PARIS.- Gagosian Paris presents "Le Jardin Décomposé / Decomposed Garden."
Comprising more than twenty monumental sculptures and paintings, "Le Jardin Décomposé" evokes an overlapping of city and nature, a place akin to botanist and writer Gilles Clément's characterization of the Third Landscape as "the space left over by man to landscape evolution--to nature alone." Clément places swamps, roadsides, railroad embankments and other peripheral spaces within a category of "genetic reservoirs" where unattended plant life mixes with the urban environment and its detritus, sometimes to extraordinary effect. Works such as Richard Prince's Untitled (tire planter) (2007), a bright orange, tire-shaped vessel containing a tuft of weeds, and Carsten Höller's Giant Triple Mushroom (2014), a mixed-media fungal hybrid created for this exhibition, allude to the gradual commingling that might take place in such forgotten terrain. Tenuously merging human and natural imagery in Waterfall Dots (Tree Rocks) (2008), Jeff Koons employs an oscillating visual field and anatomical overdrawing, revisiting Marcel Duchamp's Étant donnés, where idyllic landscape is the backdrop for a disturbing naked female body. In Holmby Hills Light Folly (2012), Chris Burden designates an incongruous yet inviting park square with cast iron benches and lampposts.

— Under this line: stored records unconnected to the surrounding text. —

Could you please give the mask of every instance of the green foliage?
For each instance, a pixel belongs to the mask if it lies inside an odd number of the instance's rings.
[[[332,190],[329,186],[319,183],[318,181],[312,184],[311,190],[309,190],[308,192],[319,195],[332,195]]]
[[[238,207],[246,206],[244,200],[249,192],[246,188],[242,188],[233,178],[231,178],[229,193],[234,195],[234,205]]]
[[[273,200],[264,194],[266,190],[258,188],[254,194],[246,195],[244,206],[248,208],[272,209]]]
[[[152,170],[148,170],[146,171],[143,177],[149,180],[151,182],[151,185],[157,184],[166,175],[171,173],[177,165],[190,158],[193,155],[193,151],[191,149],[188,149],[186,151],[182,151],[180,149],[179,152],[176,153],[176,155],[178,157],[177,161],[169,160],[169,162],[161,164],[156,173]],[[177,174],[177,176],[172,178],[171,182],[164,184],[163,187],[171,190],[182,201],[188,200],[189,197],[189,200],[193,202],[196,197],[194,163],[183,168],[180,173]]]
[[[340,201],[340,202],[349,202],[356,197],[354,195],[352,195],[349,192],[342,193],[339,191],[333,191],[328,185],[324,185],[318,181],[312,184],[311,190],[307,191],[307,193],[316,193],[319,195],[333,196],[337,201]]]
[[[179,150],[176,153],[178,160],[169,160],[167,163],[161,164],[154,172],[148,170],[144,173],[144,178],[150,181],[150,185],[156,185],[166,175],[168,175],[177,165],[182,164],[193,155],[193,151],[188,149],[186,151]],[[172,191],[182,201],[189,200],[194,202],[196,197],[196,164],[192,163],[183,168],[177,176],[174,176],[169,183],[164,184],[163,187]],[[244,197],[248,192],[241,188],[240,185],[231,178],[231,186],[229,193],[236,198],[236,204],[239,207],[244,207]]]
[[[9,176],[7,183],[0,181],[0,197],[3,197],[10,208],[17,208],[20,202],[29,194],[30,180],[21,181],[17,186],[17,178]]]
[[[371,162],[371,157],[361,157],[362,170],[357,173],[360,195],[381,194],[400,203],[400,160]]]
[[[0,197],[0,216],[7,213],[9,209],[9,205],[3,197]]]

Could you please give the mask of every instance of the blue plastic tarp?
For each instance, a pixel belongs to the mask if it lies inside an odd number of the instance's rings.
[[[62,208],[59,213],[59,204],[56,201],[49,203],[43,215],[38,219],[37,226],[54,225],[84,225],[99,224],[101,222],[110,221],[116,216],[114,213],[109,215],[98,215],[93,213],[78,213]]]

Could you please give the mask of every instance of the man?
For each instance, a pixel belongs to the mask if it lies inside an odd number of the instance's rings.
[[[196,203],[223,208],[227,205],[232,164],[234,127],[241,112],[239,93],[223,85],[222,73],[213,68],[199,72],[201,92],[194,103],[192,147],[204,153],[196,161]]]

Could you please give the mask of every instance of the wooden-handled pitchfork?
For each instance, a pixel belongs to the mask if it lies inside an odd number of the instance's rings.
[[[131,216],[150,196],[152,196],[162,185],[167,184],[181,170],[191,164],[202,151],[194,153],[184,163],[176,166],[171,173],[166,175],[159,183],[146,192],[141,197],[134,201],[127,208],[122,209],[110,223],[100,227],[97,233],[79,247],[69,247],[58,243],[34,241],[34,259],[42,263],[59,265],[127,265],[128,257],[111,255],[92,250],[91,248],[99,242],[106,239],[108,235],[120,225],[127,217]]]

In the Third Landscape, nature that has been displaced by industrial development adapts in improbable ways; replication and exaggeration of growth patterns lead to radiant dimensions. Giuseppe Penone's Scrigno (Casket) (2007) is a patchwork mural of overlapping sections of weathered brown leather; moving around a living tree, he hammered the leather against it to impress the bark's natural pattern and texture into the yielding membrane. Across the center of this vast work, which measures approximately fifteen meters wide, lies a small tree cast in bronze, split open to reveal its rich resin interior. Franz West' s bright blue aluminum Garden Pouf (2010) is a tree-like abstraction that zigzags more than four meters in the air; while in Zeng Fanzhi's ominous landscape painting Untitled (2012), gnarled branches crisscross the lower registers of a nocturnal scene that combines controlled calligraphic techniques and supernatural light effects.
On October 25th at 2pm, dancers Raphaëlle Delaunay, Benjamin Pech, and Alice Renevand will perform an original ballet choreographed by Pech, étoile dancer at the Ballet de l'Opera National de Paris, to compositions by Claude Debussy, Antonio Vivaldi, and contemporary composer Emanuele De Raymondi.